Menurut dia, rencana penghapusan tenaga honorer akan berpengaruh pada pelayanan publik karena sebagian besar layanan masyarakat dilakukan tenaga honorer.

"Jujur bahwa tenaga honorer, seperti halnya penyuluh honorer, petugas pelayanan bidang peternakan honorer, puskesmas honorer, guru yang mengajar setiap hari, itu kebanyakan honorer. Jadi, kalau dihapus tanpa menghitung berdasarkan kebutuhan, maka akan lumpuh pelayanan pemerintah," katanya.

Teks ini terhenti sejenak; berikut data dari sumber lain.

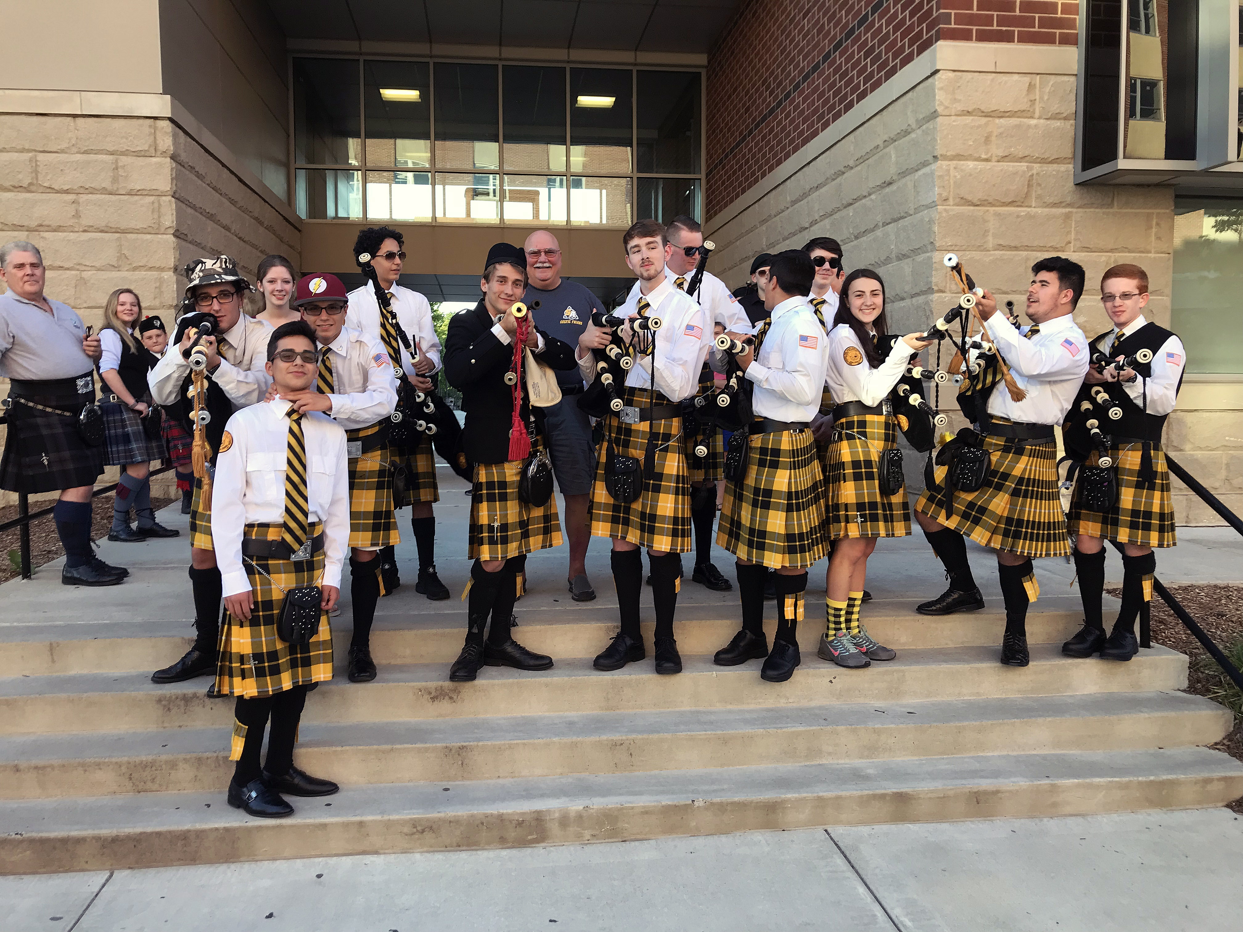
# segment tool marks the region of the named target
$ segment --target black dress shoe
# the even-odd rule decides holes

Apabila dahulu tetap diberlakukan pengangkatan aparatur sipil negara (ASN) berdasarkan masa pengabdian, lanjutnya, maka permasalahan seperti saat ini tidak akan terjadi. Namun, kini kebijakan tersebut sudah tidak berlaku lagi.

"Seiring dengan kebijakan yang berubah ini memang ada kelemahan, itu yang seharusnya ada larangan pengangkatan tenaga honorer; tapi (pengangkatan honorer) tetap dilakukan pada akhirnya terjadi penumpukan pada hari ini," tambahnya.

Baca juga: Pemprov Jabar bentuk satgas terkait tuntutan pegawai honorer kesehatan

Para pekerja honorer yang sudah lama bekerja akan sulit bersaing dengan pelamar baru, karena secara logika pegawai lama tidak lagi berpikir soal akademik.

"Sedangkan mereka yang baru lulus perguruan tinggi, aspek-aspek akademiknya sangat kuat. Jadi ketika tes, mereka akan selalu kalah dengan sarjana baru. Makin lama mereka (honorer) makin tidak terangkat dan jadi problem," katanya.

Permasalahan lain ialah mengenai pengelompokan kepegawaian yang mengakibatkan disparitas penggajian. Dia menjelaskan sektor pertanian masuk kelompok dengan gaji rendah, berbeda dengan honorer sekretariat daerah yang bertugas melayani pimpinan dan mendapat honor lebih besar.

"Bayangkan, orang bekerja riil pada produksi, gajinya lebih rendah dibanding dengan orang yang kerjanya tenaga protokol bupati. Jadi, sistem ini harus segera dibedah," ujarnya.

Oleh karena itu, mantan bupati Purwakarta itu meminta ada kajian ulang dengan membuat panitia khusus di DPR RI yang bertugas mengevaluasi berbagai problem kebijakan birokrasi.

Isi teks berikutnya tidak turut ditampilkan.